Stephen Schwartz, “Defying Gravity”
(You can hear Lea Michele and Chris Colfer’s full solo versions here.)
Pizzazz: 4
Relevance: 10
Absurdity: 4
Let’s get one thing out of the way: This episode belonged to Chris Colfer. Sure, he amused us with a new batch of Kurt-isms: operating a wheelchair with panache (legs crossed at all times!), wearing a spider-adorned McQueen sweater, delivering the line-of-all-lines “I’m full of ennui” with appropriate pathos, standing in balletic third position while singing this solo. But he also broke our hearts with that face of ice, listening to his dad explain how he could only stand up for his son to a point. Idina Menzel’s showstopper from Wicked is the rare ultraliteral song choice that works: a declaration of independence that also conveys a sense of loss, just what Kurt has experienced by coming out in a close-minded Ohio town. Rachel sounds great — this song is written for her range and style — but we’re blown away by Kurt’s rendition (we beg to differ with his dad: He sounds even MORE like a woman than Ronnie Spector). “I love you more than I love being a star,” Kurt stoically tells his dad later — words Rachel could learn from, for sure.

John Fogerty, “Proud Mary”
Pizzazz: 8
Relevance: 7
Absurdity: 4
Something about this bluesy, slightly down-tempo version of a usually funky song is right for the end of the episode.
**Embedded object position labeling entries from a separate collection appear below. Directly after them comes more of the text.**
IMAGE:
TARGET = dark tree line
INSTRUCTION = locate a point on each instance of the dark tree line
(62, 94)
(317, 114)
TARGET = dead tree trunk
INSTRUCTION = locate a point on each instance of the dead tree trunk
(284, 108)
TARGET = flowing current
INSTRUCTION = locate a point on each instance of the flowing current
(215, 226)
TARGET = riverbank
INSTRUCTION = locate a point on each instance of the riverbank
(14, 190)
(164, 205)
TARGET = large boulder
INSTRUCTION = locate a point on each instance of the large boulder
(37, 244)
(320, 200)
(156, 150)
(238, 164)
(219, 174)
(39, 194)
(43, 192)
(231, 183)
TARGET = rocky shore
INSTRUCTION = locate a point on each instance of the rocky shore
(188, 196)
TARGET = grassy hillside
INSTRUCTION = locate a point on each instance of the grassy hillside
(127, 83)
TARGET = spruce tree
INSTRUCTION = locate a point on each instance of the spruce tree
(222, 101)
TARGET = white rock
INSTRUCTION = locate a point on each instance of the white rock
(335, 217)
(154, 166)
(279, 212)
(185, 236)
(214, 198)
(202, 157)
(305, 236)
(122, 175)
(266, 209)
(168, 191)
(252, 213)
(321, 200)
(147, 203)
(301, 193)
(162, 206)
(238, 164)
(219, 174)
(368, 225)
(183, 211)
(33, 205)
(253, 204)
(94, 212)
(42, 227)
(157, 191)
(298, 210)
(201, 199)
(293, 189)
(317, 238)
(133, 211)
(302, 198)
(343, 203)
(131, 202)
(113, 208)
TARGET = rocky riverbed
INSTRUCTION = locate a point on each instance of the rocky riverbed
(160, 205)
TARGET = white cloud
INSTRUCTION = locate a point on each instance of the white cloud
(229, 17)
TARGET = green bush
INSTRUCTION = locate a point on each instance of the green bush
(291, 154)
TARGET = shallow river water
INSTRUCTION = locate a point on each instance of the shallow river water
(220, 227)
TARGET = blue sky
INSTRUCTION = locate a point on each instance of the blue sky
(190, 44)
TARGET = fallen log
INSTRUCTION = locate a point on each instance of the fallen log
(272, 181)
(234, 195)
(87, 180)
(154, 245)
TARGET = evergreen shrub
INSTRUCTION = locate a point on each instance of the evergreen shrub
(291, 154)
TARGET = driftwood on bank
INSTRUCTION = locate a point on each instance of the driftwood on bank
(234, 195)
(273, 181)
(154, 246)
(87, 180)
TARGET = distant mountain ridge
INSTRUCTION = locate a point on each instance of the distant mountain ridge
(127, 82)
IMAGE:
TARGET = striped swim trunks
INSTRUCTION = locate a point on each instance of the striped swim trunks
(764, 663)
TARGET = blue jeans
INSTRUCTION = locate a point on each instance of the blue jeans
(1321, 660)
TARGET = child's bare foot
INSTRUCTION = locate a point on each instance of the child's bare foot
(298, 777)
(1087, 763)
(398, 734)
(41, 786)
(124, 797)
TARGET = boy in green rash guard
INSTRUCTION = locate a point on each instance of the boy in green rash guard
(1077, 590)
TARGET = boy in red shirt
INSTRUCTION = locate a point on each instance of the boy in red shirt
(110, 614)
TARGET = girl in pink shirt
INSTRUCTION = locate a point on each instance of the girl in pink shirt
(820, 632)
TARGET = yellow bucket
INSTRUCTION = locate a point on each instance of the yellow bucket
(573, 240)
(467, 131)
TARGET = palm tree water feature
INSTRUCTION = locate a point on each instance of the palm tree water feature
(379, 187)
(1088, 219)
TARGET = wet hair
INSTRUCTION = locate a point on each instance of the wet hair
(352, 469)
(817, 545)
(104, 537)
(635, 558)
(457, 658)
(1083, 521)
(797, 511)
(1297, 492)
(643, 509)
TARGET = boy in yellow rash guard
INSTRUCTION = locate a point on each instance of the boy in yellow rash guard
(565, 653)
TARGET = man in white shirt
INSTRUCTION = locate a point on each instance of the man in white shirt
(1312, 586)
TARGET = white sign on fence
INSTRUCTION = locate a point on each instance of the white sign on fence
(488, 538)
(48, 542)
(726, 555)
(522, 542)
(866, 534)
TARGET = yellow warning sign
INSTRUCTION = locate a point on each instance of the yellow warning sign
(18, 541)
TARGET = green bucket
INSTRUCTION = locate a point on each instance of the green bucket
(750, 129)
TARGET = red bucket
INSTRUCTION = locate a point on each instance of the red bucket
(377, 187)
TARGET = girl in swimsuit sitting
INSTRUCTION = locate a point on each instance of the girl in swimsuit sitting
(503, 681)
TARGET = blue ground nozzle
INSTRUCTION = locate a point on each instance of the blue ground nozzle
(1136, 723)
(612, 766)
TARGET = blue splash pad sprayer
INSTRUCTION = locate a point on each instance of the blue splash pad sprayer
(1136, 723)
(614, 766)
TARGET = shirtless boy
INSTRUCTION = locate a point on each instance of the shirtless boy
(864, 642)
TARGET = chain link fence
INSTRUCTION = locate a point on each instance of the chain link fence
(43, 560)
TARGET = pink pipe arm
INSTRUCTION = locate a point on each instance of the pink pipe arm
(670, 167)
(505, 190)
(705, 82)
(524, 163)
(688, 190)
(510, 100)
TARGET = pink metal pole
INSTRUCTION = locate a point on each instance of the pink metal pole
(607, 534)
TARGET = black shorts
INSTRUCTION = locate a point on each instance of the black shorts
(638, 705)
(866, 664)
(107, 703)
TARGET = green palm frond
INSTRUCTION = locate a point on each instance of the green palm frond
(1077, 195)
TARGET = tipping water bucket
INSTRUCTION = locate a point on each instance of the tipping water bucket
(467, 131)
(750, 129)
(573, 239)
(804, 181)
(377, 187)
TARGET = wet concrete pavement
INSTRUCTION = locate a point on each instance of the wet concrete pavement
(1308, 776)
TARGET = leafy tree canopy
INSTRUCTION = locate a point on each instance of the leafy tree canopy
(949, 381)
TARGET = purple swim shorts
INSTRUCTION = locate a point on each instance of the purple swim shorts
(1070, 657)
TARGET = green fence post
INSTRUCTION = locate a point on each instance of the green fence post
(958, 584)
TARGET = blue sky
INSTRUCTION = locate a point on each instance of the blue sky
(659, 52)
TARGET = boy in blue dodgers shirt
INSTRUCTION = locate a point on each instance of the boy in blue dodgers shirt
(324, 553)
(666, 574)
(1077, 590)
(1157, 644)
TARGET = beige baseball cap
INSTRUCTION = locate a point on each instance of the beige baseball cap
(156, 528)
It's a believable ensemble arrangement and cute attempt at wheelchair choreography, the first major solo for Jenna Ushkowitz, and it has a little uplift thanks to the bake-sale victory (or more precisely, Puck’s pot cupcakes). But all’s not well with the glee club. After a sweet wheelchair date (Artie: “I want to be very clear. I still have the use of my penis”), Tina confesses to Artie that her stutter is fake, a device she came up with in elementary school to distance herself from peers — but he’s not exactly sympathetic, and he wheels off in a huff. Puck makes a little progress with Quinn, coming as close to pouring his heart out as he ever has, and it seems like she’s buying it — until Finn shows up with an ill-gotten job (fake handicap + Rachel threatening the local car dealership with the wrath of her two gay dads doesn’t spell anything good for the future). Best of all, Sue puts Will in his place AND sums up the episode’s themes wonderfully when she lets a girl with Down syndrome onto the Cheerios (“You’re asking me to treat her differently because she has a disability, when actually it seems like she just wants to be treated like everybody else. You don’t know the first thing about me”). The glee clubbers all put on endearingly brave faces at the end of “Proud Mary,” but some stark realities are now on the table. Will Quinn ever get past Finn’s all-American-boy façade and tell him the truth about the baby? How long will Puck stick it out? Will annoying Mrs. Schue return? And will the glee club actually recycle all these songs they’re supposedly preparing for sectionals? (We assume not, but these performances seem to always appear fully formed ... we’d like to see the rehearsal process sometime.) The mysteries of Glee continue next week!

More Recaps:
Over at Speakeasy, Raymund Flandez makes an astute observation: Puck gives Quinn plenty of attention (something an ex-cheerleader might be craving more the longer she's off the squad?); Finn only does so when she yells at him. Also: the ramps in the wheelchair number look like the Wu Tang logo!
At the A.V. Club, Todd VanDerWerff abandons his “Glee is essentially a sad show” theory in favor of the idea that it’s about performance — the face the kids show versus how they really feel about themselves.
At EW.com, Dan Snierson gives an ultra-thorough quote-by-quote analysis; we’re pleased to see he also noticed Finn’s look of other confusion when Mr. Schue promised Mercedes “something else to dip in chocolate.”